Last night someone asked me if I felt that getting an archaeology degree had been a waste of time, a mistake.  

I left the field of archaeology (& paleontology—a post for another time) about 10 years ago for various reasons including the unpredictability of fieldwork assignments, the instability of year-round lab jobs, exposure to hazardous chemicals, low pay, poor treatment, and lack of advancement opportunities. And let’s not forget that even though the number of women in contract archaeology may have grown, the attitudes of many of men working around us on development projects—contractors, operators, tradespeople—were still very much that it was a boy’s club, and they didn’t really want us there. 

Being a woman and essentially an inspector that had the power to shut the project down if we found anything often meant a lack of cooperation and communication on their parts. Also, being sent all over Southern California and living out of suitcases in cheap hotels is not as exciting as you may think.

My experience working in the lab was better by far, but that too ran its course and had its own issues.

 I ended up getting laid off 3 or 4 times in my chosen field of study, and by the end of all that, I was ready for a change.

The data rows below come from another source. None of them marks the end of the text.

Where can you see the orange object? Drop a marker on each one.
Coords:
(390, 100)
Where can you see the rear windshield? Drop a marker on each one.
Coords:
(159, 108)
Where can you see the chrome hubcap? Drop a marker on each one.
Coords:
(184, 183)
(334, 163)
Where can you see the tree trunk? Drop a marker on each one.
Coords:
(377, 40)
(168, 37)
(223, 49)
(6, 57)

Do I regret my degree? Not really. Studying anthropology made a lot of sense to me at the time. It reinforced my own ideas about how I saw the world and gave me invaluable insight to why people are the way they are. Anthropology is still very much the lens through which I see the world and make sense of larger social issues. I also got to work on some amazing projects with mammoths, giant ground sloths, and yes, even dinosaurs!

As I considered this question, I realized another important factor. I never really fit in with the archaeology world, even as I pursued it. Maybe that is why It didn’t work out for me in the long run. 

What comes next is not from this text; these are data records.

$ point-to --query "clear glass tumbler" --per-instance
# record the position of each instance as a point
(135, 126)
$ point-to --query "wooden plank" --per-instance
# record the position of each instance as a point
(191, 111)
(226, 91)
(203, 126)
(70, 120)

Why would I pursue a field when I didn’t fit in? After thinking it over today, I realized it’s because I never felt like I fit in anywhere. Back then, I felt like a square peg in a round hole in most circumstances, to the point where I guess I just thought it was normal. And because I was very good at the detail-oriented, structured tasks of field and lab work, nobody could tell how much anxiety I had or how much I struggled to understand things that other people seemed to know innately. 

If I could go back and change things—I know it’s not popular to say this—but I just might. My life has been difficult, and, in many ways, it hasn’t felt right. I keep thinking about the Dr. Who episode where they change Donna Noble’s life path by having her turn left at a critical juncture instead of right (or right instead of left, I can’t recall exactly), and she never meets the Dr. based on one simple moment. 

Since I can’t go back, I guess I must try to make sure the little moments going forward count.

One thought on “To Be or Not to Be…an Archaeologist”

  1. Maybe you turned left when you could have turned right in the past. And who knows where that may have led you. But every decision you made then gives you the wisdom you can now draw on when you make your decisions for your future. <3.